L’embargo alla vodka non ferma Putin

Non sarà certo bloccando gli acquisti di liquore, legno e caviale che si possono creare problemi veri allo zar. L’unica mossa in grado di mettergli il cappio al collo è chiudere il rubinetto del gas. Ma le prime vittime saremmo noi europei. E ci guardiamo bene dal farlo.

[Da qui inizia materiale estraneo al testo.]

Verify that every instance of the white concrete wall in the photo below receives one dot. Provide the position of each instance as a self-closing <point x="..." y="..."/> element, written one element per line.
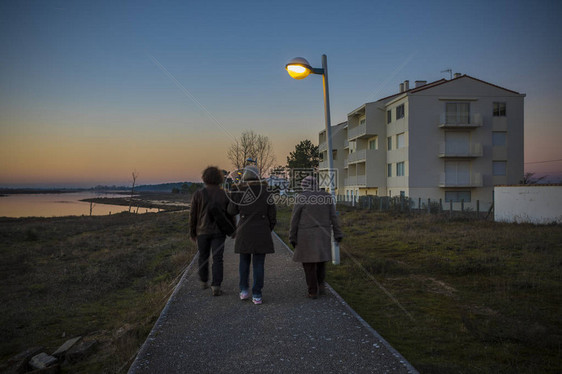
<point x="535" y="204"/>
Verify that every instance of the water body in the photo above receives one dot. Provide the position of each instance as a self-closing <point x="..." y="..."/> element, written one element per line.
<point x="59" y="204"/>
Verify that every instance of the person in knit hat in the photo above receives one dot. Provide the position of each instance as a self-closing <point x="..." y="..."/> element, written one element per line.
<point x="312" y="222"/>
<point x="253" y="233"/>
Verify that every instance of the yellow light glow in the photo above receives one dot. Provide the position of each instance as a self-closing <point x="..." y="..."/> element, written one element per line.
<point x="298" y="71"/>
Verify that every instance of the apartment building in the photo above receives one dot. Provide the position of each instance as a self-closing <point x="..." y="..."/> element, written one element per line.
<point x="450" y="139"/>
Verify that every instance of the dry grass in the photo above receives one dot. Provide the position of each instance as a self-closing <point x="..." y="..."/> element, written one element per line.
<point x="466" y="296"/>
<point x="102" y="277"/>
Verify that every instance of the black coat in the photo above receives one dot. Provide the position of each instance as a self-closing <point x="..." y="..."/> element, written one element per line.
<point x="258" y="217"/>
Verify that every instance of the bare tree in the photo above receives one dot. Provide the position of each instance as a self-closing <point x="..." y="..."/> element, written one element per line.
<point x="254" y="146"/>
<point x="264" y="156"/>
<point x="135" y="176"/>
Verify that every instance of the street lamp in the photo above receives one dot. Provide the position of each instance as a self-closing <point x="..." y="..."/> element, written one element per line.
<point x="299" y="68"/>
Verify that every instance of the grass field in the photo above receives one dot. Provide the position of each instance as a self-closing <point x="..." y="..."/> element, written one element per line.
<point x="454" y="296"/>
<point x="106" y="278"/>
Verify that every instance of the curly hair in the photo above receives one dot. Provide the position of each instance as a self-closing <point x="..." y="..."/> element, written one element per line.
<point x="212" y="175"/>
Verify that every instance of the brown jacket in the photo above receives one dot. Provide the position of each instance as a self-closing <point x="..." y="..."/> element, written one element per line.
<point x="258" y="217"/>
<point x="312" y="222"/>
<point x="200" y="223"/>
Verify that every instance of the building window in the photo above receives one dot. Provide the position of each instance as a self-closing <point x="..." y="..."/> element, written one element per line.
<point x="499" y="168"/>
<point x="400" y="140"/>
<point x="457" y="196"/>
<point x="499" y="138"/>
<point x="400" y="169"/>
<point x="458" y="113"/>
<point x="400" y="111"/>
<point x="499" y="109"/>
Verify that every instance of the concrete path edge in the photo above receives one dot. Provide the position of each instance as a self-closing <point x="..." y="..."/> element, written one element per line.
<point x="397" y="354"/>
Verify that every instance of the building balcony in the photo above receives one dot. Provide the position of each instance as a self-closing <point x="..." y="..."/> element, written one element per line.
<point x="357" y="132"/>
<point x="360" y="180"/>
<point x="460" y="180"/>
<point x="467" y="151"/>
<point x="455" y="120"/>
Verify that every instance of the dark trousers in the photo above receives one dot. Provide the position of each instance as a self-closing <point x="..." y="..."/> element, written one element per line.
<point x="315" y="273"/>
<point x="257" y="261"/>
<point x="211" y="245"/>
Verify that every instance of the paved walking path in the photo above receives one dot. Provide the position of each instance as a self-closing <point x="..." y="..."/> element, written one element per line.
<point x="288" y="333"/>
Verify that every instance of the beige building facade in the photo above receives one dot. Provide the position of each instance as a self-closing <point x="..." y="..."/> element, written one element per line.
<point x="449" y="140"/>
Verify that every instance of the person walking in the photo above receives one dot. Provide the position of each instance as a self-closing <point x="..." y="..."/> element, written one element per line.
<point x="312" y="222"/>
<point x="204" y="231"/>
<point x="253" y="233"/>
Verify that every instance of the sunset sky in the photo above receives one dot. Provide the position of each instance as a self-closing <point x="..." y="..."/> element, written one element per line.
<point x="92" y="90"/>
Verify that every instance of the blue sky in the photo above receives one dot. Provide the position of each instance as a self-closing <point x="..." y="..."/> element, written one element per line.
<point x="90" y="91"/>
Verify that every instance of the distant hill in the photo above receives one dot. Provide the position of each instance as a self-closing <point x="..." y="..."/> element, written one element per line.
<point x="162" y="187"/>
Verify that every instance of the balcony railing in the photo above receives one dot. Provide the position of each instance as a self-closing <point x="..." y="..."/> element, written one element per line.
<point x="449" y="150"/>
<point x="356" y="132"/>
<point x="456" y="120"/>
<point x="357" y="156"/>
<point x="460" y="180"/>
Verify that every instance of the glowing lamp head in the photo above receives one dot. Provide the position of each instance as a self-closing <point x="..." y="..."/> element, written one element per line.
<point x="298" y="68"/>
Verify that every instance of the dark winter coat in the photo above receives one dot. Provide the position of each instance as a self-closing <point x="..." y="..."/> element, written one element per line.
<point x="200" y="222"/>
<point x="312" y="222"/>
<point x="258" y="217"/>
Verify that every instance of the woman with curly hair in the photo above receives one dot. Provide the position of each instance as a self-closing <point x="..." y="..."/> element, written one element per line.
<point x="204" y="231"/>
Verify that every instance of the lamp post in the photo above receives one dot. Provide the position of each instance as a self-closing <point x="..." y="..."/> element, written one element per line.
<point x="299" y="68"/>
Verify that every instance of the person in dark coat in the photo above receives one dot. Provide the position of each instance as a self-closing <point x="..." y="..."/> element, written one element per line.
<point x="253" y="233"/>
<point x="312" y="222"/>
<point x="204" y="231"/>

(Maurizio Belpietro – laverita.info) – Una nota dell’agenzia Reuters ci informa che l’Unione europea ha intenzione di bloccare l’importazione dalla Russia di carbone, cemento, legno, prodotti chimici e alimentari di fascia alta, tipo caviale e vodka. L’embargo inoltre impedirà l’esportazione verso Mosca di semiconduttori, computer, tecnologia per il gas liquido e altri congegni elettronici ed elettrici. In pratica, si tratta di circa 10 miliardi di importazioni l’anno che verranno meno e di altri 10 miliardi di euro di esportazioni che saranno proibite. Il tutto per stringere un cappio intorno al collo di Putin, nella speranza che le difficoltà economiche si traducano anche in difficoltà al fronte. Del resto, dopo le immagini di Bucha e la strage di Borodyanka, l’Europa non poteva restare con le mani in mano. Dunque, ha deciso un giro di vite, il quinto dall’inizio di quella che la Russia insiste a chiamare «operazione speciale», evitando accuratamente qualsiasi riferimento alla guerra.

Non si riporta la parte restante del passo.